天色突然一下变得阴沉起来,厚厚如铅的乌云,层层压了下来,拼了命得想把群山压得粉碎。兀立的群峰傲然挺立,虽被肆虐,却无所畏惧,依然还是直插云霄。空中时时划过的电光,撕破乌云的笼罩,照亮了整个黑黝黝的山谷。万木在呼啸的寒风中,虽哆嗦着可依然发出阵阵冷笑声,把根深深扎在土壤里,任狂风怒号,却不退分毫。月亮害怕了,悄悄躲到云层里,虫儿不叫了,小河的水被风吹得翻滚起来了。
小树被风吹得瑟瑟发抖,却还是坚强的挺立着。小师妹靠在树上,身体有些发抖,脸色苍白,但眼神坚定地望着他:“我要嫁给你,我们现在就走吧,不管到哪里,这辈子我一定跟着你。”她的眼睛里闪着晶莹的光,那该是泪珠吧?

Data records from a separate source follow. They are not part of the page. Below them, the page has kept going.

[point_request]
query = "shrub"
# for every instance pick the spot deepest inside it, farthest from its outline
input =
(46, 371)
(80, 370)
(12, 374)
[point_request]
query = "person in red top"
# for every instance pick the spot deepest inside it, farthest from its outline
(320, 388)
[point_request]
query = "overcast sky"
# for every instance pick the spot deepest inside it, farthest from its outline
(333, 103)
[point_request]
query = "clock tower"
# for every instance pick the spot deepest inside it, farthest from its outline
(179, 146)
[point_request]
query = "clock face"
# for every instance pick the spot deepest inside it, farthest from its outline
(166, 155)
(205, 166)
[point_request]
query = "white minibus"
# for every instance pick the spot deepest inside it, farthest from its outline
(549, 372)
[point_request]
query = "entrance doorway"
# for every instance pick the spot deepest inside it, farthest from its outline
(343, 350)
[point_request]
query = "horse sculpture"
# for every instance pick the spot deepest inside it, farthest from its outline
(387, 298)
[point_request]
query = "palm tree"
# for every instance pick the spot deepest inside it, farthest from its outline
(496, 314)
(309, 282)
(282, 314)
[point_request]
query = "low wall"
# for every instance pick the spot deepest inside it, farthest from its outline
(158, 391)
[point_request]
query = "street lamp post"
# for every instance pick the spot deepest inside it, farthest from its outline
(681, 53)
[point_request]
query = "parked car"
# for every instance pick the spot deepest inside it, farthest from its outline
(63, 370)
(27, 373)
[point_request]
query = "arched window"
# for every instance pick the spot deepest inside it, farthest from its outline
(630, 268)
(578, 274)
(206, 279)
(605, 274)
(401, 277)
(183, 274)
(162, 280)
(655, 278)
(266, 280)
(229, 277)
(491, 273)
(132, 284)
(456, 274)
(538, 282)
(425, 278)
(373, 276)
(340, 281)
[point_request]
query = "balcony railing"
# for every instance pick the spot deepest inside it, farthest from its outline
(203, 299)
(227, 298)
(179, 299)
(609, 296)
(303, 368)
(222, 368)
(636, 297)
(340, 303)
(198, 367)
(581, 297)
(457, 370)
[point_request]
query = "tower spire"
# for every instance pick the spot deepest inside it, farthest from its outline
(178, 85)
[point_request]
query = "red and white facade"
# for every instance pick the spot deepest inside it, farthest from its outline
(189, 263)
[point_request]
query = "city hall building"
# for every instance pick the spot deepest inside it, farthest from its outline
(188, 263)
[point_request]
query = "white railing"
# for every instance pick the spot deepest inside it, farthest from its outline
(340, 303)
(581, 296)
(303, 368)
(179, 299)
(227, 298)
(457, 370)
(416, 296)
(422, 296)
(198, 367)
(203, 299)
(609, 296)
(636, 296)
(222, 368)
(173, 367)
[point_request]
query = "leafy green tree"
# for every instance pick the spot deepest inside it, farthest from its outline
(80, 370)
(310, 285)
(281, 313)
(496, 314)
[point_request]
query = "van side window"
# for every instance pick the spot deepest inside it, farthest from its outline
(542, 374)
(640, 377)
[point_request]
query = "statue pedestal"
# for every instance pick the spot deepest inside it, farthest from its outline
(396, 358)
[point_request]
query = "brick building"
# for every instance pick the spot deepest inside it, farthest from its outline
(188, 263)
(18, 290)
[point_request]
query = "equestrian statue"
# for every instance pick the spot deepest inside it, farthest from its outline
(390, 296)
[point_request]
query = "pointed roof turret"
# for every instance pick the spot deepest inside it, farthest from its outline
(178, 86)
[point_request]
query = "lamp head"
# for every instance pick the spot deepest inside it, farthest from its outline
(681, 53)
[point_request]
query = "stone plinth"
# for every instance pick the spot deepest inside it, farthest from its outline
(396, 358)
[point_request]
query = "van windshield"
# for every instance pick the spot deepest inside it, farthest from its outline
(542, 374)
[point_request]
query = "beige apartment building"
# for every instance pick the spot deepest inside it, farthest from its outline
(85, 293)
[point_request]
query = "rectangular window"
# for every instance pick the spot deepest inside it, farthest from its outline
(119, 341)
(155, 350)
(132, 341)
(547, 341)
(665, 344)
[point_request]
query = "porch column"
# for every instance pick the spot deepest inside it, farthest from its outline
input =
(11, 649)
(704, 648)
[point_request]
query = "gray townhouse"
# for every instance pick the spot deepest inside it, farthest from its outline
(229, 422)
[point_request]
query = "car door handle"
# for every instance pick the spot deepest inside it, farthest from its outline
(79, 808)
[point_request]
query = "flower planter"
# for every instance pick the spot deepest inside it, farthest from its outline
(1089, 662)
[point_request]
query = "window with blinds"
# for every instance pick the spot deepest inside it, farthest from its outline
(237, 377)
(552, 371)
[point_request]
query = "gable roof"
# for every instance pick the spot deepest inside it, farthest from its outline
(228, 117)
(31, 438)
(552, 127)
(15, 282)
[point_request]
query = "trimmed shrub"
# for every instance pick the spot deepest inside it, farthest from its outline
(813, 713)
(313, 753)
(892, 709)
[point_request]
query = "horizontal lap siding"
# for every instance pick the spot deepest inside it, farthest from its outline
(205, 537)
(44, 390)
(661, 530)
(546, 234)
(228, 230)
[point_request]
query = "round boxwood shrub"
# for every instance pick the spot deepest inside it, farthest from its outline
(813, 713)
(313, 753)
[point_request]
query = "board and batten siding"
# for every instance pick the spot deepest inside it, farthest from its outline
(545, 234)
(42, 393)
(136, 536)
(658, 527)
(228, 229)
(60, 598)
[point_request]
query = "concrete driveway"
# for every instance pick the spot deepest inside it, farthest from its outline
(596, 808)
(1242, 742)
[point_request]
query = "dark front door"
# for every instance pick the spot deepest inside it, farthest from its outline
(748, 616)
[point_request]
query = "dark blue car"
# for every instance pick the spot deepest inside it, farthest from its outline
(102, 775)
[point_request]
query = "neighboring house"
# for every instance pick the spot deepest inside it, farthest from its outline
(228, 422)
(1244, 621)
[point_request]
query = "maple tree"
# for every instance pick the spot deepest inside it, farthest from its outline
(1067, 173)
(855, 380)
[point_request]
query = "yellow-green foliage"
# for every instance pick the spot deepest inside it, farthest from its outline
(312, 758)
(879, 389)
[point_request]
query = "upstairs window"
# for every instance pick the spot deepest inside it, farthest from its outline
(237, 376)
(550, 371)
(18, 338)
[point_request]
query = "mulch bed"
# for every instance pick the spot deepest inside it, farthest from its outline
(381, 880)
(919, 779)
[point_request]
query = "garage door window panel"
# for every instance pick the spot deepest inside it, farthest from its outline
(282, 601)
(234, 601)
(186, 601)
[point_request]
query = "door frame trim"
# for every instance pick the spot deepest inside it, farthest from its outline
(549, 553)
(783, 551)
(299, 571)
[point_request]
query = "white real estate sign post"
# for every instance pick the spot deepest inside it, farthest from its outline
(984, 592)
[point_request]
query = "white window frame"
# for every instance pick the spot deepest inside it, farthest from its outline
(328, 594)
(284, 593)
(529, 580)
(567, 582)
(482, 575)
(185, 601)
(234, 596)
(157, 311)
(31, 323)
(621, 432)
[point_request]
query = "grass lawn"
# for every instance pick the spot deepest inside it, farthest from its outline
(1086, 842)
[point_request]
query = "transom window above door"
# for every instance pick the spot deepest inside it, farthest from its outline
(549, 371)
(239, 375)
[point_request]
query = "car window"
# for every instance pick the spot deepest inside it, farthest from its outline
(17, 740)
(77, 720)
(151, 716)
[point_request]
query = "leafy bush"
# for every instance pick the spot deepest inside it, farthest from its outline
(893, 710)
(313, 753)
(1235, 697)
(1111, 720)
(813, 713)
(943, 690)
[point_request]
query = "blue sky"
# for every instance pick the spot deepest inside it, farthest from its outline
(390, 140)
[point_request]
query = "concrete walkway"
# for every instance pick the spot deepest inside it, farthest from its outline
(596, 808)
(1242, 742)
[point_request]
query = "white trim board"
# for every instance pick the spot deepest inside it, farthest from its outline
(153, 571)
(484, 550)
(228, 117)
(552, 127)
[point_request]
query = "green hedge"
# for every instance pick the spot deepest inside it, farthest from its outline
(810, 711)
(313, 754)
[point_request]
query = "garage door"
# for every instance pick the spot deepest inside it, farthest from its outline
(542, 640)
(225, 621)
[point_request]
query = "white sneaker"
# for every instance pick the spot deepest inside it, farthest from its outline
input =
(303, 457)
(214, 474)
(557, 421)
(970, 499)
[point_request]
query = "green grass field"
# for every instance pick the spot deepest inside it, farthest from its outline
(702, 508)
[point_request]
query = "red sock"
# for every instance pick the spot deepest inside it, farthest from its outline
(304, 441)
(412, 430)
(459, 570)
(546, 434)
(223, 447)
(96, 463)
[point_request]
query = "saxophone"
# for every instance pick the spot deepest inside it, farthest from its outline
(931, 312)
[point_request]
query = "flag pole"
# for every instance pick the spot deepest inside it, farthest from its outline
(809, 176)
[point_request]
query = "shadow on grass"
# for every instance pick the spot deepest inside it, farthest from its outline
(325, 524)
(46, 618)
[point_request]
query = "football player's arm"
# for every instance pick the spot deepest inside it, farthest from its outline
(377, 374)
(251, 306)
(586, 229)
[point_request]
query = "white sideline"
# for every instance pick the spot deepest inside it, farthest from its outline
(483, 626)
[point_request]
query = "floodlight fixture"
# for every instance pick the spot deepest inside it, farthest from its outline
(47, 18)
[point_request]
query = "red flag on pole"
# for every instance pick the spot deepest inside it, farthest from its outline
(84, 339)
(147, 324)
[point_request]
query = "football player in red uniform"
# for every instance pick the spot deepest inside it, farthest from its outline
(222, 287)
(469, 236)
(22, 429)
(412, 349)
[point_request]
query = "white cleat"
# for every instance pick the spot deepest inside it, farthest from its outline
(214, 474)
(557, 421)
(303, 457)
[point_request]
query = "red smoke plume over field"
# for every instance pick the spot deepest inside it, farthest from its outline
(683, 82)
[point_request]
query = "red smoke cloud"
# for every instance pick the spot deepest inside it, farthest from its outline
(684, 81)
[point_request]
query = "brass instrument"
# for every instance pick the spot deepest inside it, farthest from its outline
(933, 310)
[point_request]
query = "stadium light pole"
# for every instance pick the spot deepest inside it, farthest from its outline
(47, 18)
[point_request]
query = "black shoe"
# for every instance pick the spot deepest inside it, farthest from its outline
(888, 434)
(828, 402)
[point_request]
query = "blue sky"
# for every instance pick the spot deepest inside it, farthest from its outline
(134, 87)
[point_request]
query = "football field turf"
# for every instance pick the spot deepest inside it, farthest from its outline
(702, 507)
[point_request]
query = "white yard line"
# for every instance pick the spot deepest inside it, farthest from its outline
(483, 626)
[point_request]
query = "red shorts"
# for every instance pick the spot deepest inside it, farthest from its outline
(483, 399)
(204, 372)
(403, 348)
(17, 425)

韦君如一把握住了她那冰冷的小手,感觉到她的手在发抖,他只觉自己的心好像被刀剜了无数下,心痛心怜心酸的感觉一起涌了上来,就觉嘴里发苦。小师妹突然扑在了他的怀里,泣声道:“我们一定要在一起,谁也不能让我们分开,不然这辈子我再也不会有幸福了。”
天上划过一道闪电,在这一刹那的光明中,他看见了小师妹如受伤的小猫,突然蜷缩到他怀里,那凝脂般雪一样的脸颊贴在他的胸口,鼻子里是她身上传来的一阵阵淡淡的清香,不禁意乱神迷,忍不住低下头吻了过去……
突然轰隆一阵巨响,响彻整个山谷,只觉得天底下所有的事物都在这雷声中,霎时烟消云散。韦君如只觉得耳朵都一下震聋了,不由往后一跳,再一看怀中的小师妹突然不见了,四周一片漆黑,不由大叫道:“小师妹,你在哪里啊?”就听空中又是一阵巨响,他知道小师妹从小就害怕闪电和打雷,不由想张大眼睛去寻找,去找到她保护她,哪怕命丢了,也毫不犹豫。可周围伸手不见五指,他想迈开腿,可脚怎么样也动不了,不由得惊叫了起来……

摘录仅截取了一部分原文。